Değişkendir hayat, yolda olmaktır bir bakıma doğumdan sona geçen süre. Kimi başkası için yoldadır, kimi kendisi için. Bir şekilde yoldayızdır oysa. Kimisi rüzgarı hissetmeyi sever, kimisi rüzgardan korunmayı. Günü kurtarmak mı yoksa yarını kurtarmak mı? Yarın var olacağını bilmeden sürekli bir yarın hayaliyle tükenip gider yolculuğun. Günü kurtarmak bazen yarın aç olmaktır ama özgürlük hissi, işte bu riske girmeye değer.

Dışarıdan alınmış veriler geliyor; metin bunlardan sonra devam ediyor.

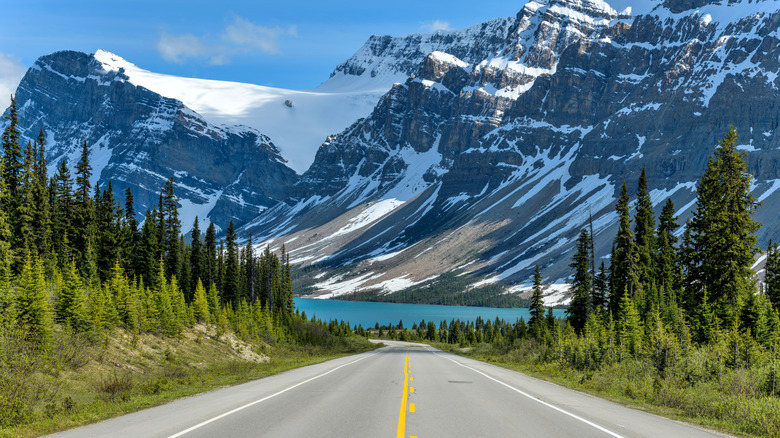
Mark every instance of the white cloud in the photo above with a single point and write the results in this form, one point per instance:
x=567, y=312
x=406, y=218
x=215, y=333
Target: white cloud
x=11, y=72
x=177, y=48
x=239, y=36
x=242, y=33
x=435, y=26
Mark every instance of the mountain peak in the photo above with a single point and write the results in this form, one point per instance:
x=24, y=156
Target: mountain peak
x=112, y=61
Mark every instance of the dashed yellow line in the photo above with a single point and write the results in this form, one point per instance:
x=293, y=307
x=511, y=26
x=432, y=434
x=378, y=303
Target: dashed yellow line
x=404, y=399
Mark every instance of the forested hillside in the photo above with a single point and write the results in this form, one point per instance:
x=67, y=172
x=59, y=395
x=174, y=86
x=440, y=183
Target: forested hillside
x=682, y=324
x=85, y=288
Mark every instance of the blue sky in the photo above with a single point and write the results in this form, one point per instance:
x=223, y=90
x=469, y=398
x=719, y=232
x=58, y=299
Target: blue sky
x=283, y=43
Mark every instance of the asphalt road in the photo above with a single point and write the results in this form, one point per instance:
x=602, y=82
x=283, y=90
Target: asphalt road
x=402, y=390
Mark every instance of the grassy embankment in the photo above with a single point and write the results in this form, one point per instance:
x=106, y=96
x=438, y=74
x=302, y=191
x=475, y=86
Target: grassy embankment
x=82, y=380
x=734, y=401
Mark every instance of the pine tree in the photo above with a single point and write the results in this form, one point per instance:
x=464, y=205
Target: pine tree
x=644, y=230
x=32, y=305
x=580, y=306
x=62, y=214
x=720, y=241
x=623, y=277
x=71, y=301
x=131, y=233
x=599, y=298
x=230, y=290
x=668, y=272
x=772, y=274
x=170, y=228
x=13, y=169
x=23, y=240
x=536, y=308
x=209, y=270
x=200, y=304
x=83, y=211
x=196, y=255
x=42, y=216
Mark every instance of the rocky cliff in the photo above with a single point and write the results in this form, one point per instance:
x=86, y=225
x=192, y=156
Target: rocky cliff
x=488, y=162
x=139, y=139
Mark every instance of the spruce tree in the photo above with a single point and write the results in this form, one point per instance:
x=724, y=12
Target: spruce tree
x=644, y=230
x=13, y=168
x=62, y=214
x=83, y=211
x=668, y=272
x=131, y=233
x=536, y=308
x=720, y=241
x=599, y=298
x=42, y=216
x=623, y=276
x=230, y=291
x=209, y=270
x=200, y=304
x=196, y=255
x=170, y=228
x=580, y=306
x=32, y=305
x=772, y=274
x=71, y=301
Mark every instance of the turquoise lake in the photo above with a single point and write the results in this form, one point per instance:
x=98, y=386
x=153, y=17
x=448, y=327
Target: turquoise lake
x=368, y=314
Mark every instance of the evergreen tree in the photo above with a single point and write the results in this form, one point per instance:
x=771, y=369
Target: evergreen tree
x=32, y=305
x=668, y=272
x=644, y=230
x=196, y=256
x=83, y=211
x=209, y=270
x=42, y=218
x=580, y=306
x=71, y=301
x=23, y=238
x=599, y=298
x=200, y=304
x=536, y=308
x=13, y=168
x=623, y=276
x=170, y=228
x=720, y=241
x=772, y=274
x=131, y=233
x=230, y=292
x=62, y=214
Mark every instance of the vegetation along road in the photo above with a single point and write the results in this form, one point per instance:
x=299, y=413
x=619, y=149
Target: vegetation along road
x=403, y=390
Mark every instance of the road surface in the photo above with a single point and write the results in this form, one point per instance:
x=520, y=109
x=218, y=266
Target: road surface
x=402, y=390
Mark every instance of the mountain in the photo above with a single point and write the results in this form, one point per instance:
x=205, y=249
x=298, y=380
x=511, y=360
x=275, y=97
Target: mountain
x=507, y=137
x=138, y=139
x=213, y=136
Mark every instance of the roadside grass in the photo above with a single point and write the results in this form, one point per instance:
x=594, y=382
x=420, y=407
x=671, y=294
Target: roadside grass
x=733, y=405
x=83, y=381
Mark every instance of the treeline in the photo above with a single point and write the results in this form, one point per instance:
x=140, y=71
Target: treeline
x=678, y=319
x=439, y=291
x=75, y=255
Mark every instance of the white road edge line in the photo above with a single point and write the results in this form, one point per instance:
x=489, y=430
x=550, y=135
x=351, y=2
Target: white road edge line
x=218, y=417
x=607, y=431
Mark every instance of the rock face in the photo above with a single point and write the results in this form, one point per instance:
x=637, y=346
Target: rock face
x=138, y=139
x=493, y=154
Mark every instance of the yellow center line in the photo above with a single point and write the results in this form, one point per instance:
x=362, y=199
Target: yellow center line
x=404, y=399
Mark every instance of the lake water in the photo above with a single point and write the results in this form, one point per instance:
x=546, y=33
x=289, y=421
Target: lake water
x=368, y=314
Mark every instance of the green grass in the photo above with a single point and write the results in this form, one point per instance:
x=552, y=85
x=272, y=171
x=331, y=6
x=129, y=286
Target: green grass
x=122, y=374
x=734, y=405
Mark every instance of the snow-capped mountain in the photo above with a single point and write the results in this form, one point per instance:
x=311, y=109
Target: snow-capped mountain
x=138, y=139
x=480, y=152
x=493, y=154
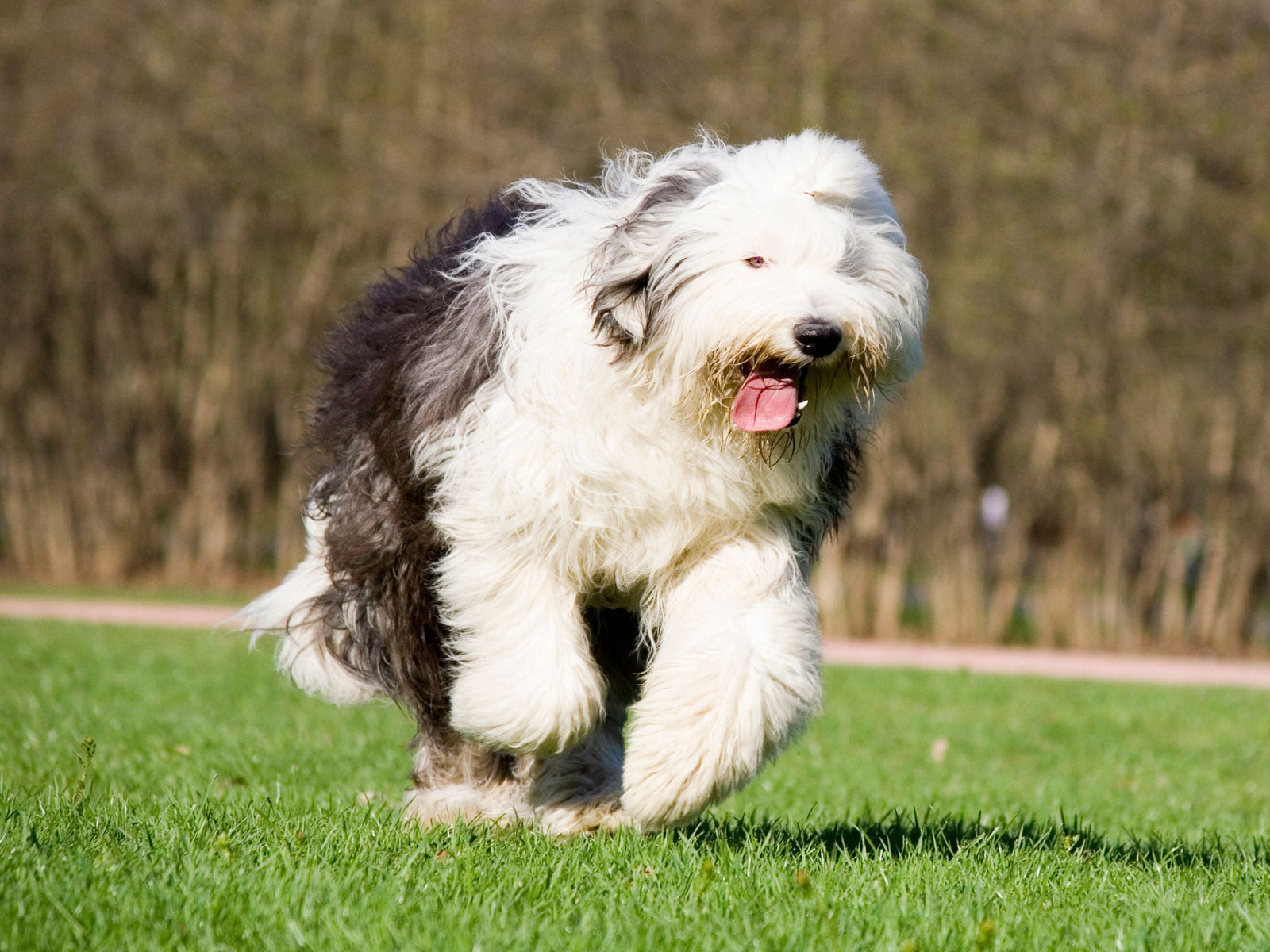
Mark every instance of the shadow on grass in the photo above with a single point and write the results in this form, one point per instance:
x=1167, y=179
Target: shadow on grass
x=905, y=835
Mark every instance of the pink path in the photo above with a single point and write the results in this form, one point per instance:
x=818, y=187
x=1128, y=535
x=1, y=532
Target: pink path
x=981, y=659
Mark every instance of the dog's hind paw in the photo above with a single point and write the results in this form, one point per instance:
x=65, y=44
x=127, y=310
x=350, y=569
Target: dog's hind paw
x=603, y=814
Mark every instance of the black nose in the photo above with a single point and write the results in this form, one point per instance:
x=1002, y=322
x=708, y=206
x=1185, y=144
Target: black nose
x=817, y=336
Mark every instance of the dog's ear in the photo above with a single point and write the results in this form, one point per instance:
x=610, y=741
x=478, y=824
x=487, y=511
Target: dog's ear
x=622, y=268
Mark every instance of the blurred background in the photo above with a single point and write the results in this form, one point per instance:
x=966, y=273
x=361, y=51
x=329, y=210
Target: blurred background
x=190, y=192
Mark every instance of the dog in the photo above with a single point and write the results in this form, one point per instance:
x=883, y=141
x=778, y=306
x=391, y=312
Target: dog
x=578, y=459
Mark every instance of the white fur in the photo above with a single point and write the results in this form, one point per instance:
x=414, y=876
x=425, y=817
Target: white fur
x=572, y=475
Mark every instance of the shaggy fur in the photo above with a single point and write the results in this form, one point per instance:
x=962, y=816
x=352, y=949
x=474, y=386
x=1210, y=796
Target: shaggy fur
x=565, y=482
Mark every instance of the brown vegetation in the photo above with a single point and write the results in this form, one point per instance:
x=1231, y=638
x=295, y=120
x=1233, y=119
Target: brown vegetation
x=188, y=192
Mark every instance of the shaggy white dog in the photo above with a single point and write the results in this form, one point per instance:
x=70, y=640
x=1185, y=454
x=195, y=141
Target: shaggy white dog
x=578, y=459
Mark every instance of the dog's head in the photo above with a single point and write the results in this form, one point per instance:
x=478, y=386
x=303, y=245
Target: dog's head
x=761, y=279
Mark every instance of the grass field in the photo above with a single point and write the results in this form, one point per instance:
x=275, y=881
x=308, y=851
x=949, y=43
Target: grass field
x=216, y=808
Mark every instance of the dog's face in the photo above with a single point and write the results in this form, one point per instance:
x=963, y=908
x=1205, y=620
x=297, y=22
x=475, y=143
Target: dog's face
x=766, y=281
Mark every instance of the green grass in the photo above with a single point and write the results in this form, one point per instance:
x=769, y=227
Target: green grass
x=156, y=593
x=220, y=810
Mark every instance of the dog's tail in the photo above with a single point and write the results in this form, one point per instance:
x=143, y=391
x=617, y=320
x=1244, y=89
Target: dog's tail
x=291, y=613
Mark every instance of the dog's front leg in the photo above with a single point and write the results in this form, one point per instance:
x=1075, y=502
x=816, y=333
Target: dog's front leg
x=734, y=676
x=526, y=681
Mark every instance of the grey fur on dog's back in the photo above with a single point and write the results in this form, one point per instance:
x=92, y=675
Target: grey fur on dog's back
x=406, y=359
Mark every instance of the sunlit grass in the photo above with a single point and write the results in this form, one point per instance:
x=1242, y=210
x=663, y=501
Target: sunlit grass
x=216, y=806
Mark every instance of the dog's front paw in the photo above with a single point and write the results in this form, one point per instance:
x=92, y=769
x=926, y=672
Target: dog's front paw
x=526, y=711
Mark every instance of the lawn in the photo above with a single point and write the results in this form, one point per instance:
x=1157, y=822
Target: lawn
x=217, y=808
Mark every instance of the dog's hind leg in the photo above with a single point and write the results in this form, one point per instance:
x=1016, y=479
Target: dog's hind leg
x=525, y=677
x=456, y=778
x=734, y=677
x=581, y=790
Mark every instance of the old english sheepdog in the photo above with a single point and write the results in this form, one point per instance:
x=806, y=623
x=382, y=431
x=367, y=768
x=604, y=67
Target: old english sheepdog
x=577, y=461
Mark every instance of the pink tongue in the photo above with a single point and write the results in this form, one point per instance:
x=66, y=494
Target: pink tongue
x=768, y=401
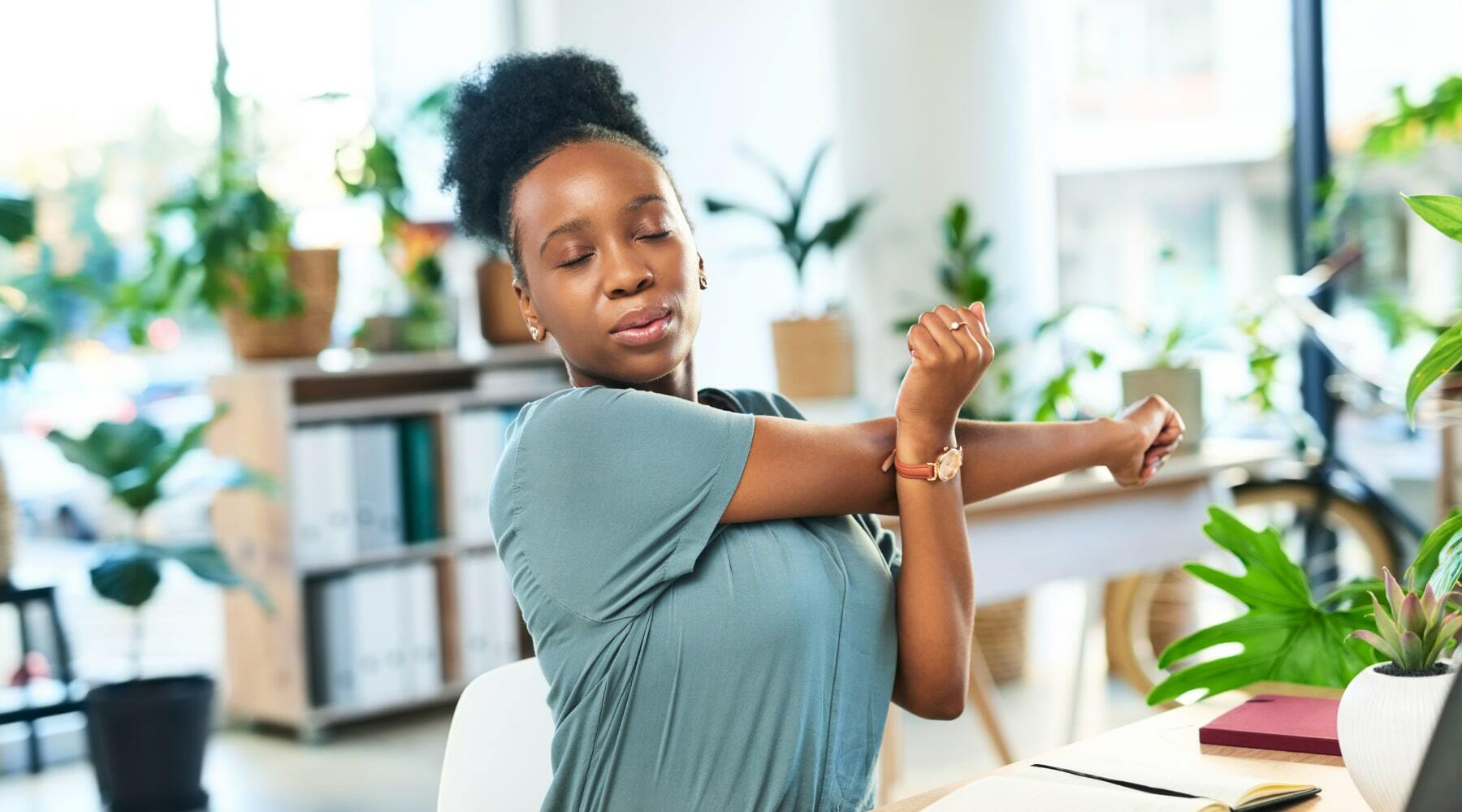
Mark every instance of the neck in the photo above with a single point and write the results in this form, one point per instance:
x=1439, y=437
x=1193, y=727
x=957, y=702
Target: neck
x=677, y=383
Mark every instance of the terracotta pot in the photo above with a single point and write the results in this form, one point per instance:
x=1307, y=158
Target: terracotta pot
x=813, y=356
x=497, y=304
x=1383, y=726
x=1182, y=387
x=316, y=272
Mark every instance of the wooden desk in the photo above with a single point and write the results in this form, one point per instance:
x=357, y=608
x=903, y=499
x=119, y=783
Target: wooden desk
x=1085, y=526
x=1173, y=735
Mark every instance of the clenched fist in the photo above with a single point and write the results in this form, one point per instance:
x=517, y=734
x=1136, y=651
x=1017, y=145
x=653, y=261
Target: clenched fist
x=950, y=349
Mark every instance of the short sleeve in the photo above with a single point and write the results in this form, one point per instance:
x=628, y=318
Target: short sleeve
x=776, y=404
x=616, y=493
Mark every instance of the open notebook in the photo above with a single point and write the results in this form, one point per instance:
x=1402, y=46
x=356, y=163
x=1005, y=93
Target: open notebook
x=1120, y=788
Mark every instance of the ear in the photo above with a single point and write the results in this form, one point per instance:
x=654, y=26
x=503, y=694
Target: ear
x=526, y=305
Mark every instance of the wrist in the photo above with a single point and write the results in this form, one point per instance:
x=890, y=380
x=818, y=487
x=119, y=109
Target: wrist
x=1113, y=440
x=919, y=444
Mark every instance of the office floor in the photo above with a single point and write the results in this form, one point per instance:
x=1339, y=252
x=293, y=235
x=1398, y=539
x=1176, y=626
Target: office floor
x=392, y=766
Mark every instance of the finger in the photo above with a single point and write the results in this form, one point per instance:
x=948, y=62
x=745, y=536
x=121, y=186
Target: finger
x=979, y=309
x=937, y=326
x=979, y=333
x=921, y=345
x=967, y=335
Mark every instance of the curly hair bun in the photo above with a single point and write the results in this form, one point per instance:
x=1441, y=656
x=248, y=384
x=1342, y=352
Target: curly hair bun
x=508, y=117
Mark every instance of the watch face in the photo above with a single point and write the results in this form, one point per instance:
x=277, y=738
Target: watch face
x=948, y=464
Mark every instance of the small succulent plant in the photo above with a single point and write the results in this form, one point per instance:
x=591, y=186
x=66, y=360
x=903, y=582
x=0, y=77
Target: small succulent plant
x=1417, y=630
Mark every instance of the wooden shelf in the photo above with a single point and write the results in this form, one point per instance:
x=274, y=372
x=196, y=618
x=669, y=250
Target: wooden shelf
x=270, y=653
x=394, y=555
x=327, y=716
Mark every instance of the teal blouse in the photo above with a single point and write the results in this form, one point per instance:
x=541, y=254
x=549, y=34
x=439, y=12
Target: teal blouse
x=692, y=665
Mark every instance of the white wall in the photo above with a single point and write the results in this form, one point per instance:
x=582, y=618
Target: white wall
x=942, y=100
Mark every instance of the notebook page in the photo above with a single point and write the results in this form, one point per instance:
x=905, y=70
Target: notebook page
x=1192, y=779
x=1001, y=793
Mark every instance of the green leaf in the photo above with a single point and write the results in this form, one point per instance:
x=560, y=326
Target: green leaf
x=1445, y=538
x=1284, y=636
x=126, y=574
x=1443, y=355
x=1352, y=594
x=210, y=564
x=837, y=230
x=1442, y=212
x=1388, y=649
x=16, y=218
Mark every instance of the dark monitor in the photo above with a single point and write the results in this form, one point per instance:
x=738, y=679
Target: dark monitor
x=1439, y=783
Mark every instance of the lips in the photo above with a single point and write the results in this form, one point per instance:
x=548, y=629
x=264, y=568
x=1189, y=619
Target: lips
x=641, y=317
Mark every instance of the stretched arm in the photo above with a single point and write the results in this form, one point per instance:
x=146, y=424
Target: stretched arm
x=800, y=468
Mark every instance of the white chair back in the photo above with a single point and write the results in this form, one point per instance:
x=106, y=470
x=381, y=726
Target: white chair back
x=497, y=749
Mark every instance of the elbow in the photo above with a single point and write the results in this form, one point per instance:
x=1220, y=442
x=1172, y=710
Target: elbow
x=946, y=704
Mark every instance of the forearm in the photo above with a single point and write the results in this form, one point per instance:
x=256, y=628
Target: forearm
x=1001, y=456
x=936, y=601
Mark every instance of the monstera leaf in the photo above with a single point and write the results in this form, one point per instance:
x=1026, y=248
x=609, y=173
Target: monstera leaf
x=1286, y=634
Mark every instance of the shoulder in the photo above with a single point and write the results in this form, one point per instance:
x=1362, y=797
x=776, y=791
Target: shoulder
x=763, y=402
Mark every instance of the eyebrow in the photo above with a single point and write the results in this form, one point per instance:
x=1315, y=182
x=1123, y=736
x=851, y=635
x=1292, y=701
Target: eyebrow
x=582, y=222
x=572, y=225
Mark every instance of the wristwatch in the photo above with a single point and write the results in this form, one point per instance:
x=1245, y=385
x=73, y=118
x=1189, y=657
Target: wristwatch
x=943, y=468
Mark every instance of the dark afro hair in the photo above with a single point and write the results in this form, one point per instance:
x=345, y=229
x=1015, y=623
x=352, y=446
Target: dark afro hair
x=506, y=119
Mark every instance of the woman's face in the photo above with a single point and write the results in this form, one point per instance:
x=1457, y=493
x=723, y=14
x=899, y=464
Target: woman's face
x=604, y=243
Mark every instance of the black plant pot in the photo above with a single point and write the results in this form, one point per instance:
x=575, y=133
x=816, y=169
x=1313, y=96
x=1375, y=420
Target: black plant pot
x=146, y=742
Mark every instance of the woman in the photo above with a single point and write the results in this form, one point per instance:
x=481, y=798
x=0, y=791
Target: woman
x=711, y=598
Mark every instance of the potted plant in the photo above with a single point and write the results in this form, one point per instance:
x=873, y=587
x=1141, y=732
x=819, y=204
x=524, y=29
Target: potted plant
x=148, y=735
x=813, y=351
x=502, y=323
x=370, y=168
x=275, y=301
x=1389, y=711
x=1170, y=373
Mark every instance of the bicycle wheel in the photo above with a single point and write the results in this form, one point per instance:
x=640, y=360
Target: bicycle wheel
x=1147, y=611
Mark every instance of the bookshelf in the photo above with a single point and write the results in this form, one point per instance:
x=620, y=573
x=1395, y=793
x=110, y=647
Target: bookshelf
x=427, y=554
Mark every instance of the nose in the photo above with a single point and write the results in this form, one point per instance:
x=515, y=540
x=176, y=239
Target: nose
x=628, y=276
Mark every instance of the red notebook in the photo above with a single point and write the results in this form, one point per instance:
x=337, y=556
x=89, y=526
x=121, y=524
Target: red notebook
x=1277, y=723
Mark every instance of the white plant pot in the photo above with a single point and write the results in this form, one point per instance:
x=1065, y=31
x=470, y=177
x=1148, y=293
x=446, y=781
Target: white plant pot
x=1385, y=724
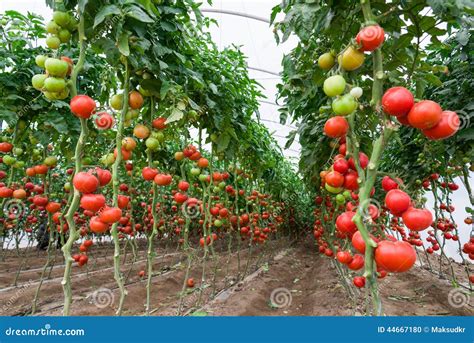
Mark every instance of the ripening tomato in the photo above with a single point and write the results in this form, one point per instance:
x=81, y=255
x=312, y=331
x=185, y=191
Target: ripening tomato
x=351, y=180
x=149, y=173
x=363, y=161
x=97, y=226
x=344, y=257
x=110, y=215
x=351, y=59
x=370, y=37
x=447, y=126
x=92, y=202
x=82, y=106
x=425, y=114
x=341, y=165
x=5, y=147
x=334, y=179
x=344, y=223
x=397, y=202
x=395, y=257
x=104, y=176
x=85, y=182
x=356, y=263
x=397, y=101
x=336, y=127
x=135, y=100
x=388, y=184
x=334, y=85
x=53, y=207
x=417, y=219
x=159, y=123
x=359, y=281
x=163, y=179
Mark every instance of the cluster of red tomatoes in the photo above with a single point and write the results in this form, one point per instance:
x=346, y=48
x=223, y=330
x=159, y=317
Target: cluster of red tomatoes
x=425, y=115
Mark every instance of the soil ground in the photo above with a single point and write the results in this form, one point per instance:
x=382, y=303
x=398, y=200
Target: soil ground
x=303, y=283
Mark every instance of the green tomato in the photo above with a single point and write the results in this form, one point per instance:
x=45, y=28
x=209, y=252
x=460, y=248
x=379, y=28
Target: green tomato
x=333, y=190
x=52, y=27
x=9, y=160
x=40, y=60
x=56, y=67
x=61, y=18
x=116, y=102
x=64, y=35
x=195, y=171
x=51, y=161
x=54, y=84
x=334, y=85
x=344, y=105
x=152, y=143
x=53, y=42
x=19, y=164
x=347, y=194
x=38, y=81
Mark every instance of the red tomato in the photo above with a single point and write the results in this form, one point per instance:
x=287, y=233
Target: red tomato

İki kişi otobüs garında kuyruktadır. Öndeki kendinden emin, hayatını sattığını belli eden kravatıyla gideceği yeri bilerek bir bilet ister. Arkasındaki yaklaşır ve ilk araç nereye gidiyorsa der. Tabi bu bir örnek bazen yolda olan otobüs bulmaz, otostopla en yakın yerleşim yerine geçer. Toplum standartlarından aykırı bir durumdur bu ve çoğu o kişiyi dışlar, sadece onun kadar özgür ve cesaretli olamayacaklarını bildikleri için, bir bakıma korkarlar ondan.
Genel anlamda toplum ve aile yapısı gereği hayat standartları bellidir, hatta yaşayış sıralaması bile; okursun, askerlik ve işe girip evlenirsin. Cesareti yok ise bu döngü içerisinde ve çocuğunu da aynı döngüye hapsedecek şekilde yaşar ve yok olursun.